The third edition of Ken Hyland’s Teaching and Researching Writing provides a wide-ranging review of the literature on the teaching and researching of writing. The book focuses on what is known about writing, what is known about the teaching of writing, and what has changed in the understanding and teaching of writing since the previous edition. While some of the material discusses familiar territory, the book serves as a comprehensive resource for those engaged with the study of writing—graduate students, writing teachers, and researchers.
The book is divided into three main sections that focus on writing in general, researching writing, and teaching writing. A fourth and final section provides quick takes on significant areas in the field and a collection of resources. What is most helpful are the many examples and case studies used throughout the book followed by Hyland’s critical assessment, commentary, and recommendations. The book is also well organized with helpful “this chapter will discuss” bulleted sections at the start of each chapter, early discussion that connects one chapter or section to the next, and the use of many tables and set-off boxed content to provide examples and additional information. Chapter 8, for example, discusses different approaches to teaching a writing course by looking at “how different conceptions of writing and learning have influenced teaching in real classrooms” (Hyland, 2016, p. 168). In this regard, Hyland shares extended examples of writing classes in New Zealand, Australia, Papua New Guinea, Hong Kong, and England, and the result is a fascinating discussion that reveals how context impacts instruction. The detailed discussion of how writing courses work in such varied but authentic contexts (i.e., real writing classes) shows how theory and practice converge.
While the book covers a lot ground, Hyland does point out in the introduction that what is known about writing and how to teach it is broad in scope. Such discussions, of course, are needed because it provides context to understand what has changed in the field. To understand the present one must recognize the past as the two are inexplicably connected and are what, of course, drive the future. This third edition of the book includes sections that deal with contemporary key issues such as writing and context, writing and technology, and writing and identity. In the Writing and Technology section of Chapter 2, Hyland discusses the tremendous impact technology has had on writing, noting that writing today means communicating meaning in more than just words. In Hyland’s discussion, he references Kress’s contributions to the field in terms of his ideas on multimodality and affordances. One aspect of the book I like most is the use of gray boxes to provide readers with more information. For example, after mentioning Kress, Hyland doesn’t simply skip onward; instead, recognizing that some may need a little more context, Hyland uses a gray box to share a short passage of Kress’s thoughts on affordances and how certain decisions impact meaning before moving forward. Some may find the frequency of these gray boxes a distraction from the discussion, but those readers who do not care to read such content can easily skip over it.

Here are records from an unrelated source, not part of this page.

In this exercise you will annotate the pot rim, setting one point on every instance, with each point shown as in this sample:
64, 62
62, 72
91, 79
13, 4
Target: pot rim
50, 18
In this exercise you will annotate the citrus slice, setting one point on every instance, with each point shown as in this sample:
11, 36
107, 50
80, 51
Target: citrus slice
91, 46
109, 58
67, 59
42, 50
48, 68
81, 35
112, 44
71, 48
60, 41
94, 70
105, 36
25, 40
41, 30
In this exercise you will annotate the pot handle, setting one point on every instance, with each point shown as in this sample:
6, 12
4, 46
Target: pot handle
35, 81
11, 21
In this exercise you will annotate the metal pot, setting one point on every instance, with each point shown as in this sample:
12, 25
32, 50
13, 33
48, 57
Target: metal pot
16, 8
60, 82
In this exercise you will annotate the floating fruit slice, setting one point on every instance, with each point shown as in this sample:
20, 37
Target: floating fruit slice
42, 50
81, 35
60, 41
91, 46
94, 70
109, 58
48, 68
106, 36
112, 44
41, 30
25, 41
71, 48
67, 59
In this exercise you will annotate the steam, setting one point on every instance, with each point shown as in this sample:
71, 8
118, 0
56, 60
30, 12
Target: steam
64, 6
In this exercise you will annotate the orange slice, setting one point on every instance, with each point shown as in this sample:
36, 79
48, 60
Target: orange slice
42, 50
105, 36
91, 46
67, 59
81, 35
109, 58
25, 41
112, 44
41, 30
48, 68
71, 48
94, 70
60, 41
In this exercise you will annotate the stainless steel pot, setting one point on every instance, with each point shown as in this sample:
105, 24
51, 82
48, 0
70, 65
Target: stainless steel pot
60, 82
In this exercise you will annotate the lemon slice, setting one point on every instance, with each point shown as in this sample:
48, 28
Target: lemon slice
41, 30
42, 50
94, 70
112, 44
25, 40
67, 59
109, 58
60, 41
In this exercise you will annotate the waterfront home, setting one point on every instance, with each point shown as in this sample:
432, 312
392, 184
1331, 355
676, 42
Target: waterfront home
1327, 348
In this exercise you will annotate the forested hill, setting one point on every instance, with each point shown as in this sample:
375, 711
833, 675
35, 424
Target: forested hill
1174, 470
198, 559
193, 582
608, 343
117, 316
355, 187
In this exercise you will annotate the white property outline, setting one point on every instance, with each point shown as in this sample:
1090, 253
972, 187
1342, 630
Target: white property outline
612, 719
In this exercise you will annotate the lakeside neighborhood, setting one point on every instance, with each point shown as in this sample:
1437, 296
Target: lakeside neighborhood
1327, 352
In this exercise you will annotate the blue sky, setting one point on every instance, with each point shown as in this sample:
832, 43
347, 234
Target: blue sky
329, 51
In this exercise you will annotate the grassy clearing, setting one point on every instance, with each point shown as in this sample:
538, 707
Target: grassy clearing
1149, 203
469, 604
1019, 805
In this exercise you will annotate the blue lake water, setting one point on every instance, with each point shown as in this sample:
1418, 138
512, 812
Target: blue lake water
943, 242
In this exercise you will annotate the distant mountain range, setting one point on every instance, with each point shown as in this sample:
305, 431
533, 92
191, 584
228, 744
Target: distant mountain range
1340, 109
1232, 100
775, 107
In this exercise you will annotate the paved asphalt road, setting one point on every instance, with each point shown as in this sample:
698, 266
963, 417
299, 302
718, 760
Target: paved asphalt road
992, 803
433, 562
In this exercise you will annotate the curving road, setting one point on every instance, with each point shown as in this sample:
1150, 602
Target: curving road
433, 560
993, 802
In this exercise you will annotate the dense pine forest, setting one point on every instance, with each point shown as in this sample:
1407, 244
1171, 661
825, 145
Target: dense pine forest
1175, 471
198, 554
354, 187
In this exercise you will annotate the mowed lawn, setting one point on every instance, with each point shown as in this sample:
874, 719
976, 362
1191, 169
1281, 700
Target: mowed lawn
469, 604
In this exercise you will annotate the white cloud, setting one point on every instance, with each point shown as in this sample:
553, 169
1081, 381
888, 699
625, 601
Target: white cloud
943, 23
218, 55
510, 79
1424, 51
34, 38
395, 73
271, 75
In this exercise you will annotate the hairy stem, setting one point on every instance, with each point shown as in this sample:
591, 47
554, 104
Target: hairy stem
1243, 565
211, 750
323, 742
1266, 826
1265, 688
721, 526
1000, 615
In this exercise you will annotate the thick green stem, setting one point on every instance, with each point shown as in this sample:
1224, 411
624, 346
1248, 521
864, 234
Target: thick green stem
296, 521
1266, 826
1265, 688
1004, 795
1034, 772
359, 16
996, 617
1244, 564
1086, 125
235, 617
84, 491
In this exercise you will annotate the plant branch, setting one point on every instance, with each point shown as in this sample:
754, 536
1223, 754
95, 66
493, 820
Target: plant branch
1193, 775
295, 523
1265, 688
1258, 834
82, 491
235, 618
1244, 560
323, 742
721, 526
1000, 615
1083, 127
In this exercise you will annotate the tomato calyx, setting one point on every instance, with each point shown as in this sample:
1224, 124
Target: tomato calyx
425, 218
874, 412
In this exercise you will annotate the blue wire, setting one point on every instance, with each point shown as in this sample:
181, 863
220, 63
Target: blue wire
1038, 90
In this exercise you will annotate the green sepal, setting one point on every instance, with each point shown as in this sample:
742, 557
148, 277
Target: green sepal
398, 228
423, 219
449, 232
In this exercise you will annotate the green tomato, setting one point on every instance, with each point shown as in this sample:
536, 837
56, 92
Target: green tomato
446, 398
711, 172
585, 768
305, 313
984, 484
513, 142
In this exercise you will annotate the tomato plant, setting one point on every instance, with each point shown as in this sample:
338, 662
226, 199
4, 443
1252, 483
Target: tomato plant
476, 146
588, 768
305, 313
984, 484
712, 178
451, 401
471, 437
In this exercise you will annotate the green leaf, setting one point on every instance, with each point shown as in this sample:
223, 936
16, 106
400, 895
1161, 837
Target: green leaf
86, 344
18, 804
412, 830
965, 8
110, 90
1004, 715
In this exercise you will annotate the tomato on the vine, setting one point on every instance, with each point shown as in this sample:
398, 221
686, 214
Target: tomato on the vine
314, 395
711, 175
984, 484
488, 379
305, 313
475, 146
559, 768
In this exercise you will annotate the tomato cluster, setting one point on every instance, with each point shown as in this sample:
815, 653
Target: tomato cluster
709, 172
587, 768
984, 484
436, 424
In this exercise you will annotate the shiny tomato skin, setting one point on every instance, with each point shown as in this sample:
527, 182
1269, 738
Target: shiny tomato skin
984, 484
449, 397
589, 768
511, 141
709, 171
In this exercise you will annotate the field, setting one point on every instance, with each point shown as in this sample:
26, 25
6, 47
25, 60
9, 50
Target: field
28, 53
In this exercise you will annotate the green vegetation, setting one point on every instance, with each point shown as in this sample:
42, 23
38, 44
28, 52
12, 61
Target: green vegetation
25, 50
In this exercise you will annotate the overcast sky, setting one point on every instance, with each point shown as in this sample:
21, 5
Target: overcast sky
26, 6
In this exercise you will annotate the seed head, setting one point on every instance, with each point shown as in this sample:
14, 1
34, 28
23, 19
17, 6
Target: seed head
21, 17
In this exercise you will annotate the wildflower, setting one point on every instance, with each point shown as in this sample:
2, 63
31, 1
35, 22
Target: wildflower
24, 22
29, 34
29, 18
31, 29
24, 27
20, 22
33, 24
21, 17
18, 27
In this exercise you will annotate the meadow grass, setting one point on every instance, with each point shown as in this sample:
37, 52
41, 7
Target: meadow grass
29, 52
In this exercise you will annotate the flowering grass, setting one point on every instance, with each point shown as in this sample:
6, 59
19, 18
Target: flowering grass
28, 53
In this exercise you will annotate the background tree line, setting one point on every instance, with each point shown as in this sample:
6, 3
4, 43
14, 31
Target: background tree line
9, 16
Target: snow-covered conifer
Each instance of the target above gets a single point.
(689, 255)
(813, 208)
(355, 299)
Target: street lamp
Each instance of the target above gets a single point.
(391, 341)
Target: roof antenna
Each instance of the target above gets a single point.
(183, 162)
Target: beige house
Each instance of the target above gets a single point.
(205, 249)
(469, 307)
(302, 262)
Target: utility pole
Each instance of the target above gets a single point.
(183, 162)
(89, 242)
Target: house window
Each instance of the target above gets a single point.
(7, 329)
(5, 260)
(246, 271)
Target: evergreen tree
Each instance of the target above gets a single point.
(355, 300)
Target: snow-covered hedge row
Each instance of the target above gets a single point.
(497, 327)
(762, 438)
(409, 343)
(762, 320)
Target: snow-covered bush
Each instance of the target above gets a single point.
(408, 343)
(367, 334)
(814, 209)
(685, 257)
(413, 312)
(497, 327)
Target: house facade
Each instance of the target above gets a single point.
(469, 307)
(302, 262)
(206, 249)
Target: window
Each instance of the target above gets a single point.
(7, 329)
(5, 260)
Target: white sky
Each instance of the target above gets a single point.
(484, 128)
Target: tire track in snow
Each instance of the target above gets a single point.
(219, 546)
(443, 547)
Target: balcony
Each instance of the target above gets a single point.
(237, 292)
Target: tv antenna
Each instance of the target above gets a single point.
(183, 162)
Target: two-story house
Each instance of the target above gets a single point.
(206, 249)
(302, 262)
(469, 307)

While Hyland does a fine job unifying the discussion and making connections from one part of the text to the next, I did not find the book one that needed to be read section by section or even chapter by chapter. Some may not even find it necessary to read the entire book. In this regard, the reader can skip around and read sections based on interests, and then use the suggestions for further reading or entries from the lengthy list of references to pursue those interests. This is not meant to be a criticism necessarily, as the book is a useful resource, and it is successful at discussing both theory and practice in a way that would appeal to those with some background knowledge of the professional literature and to graduate students.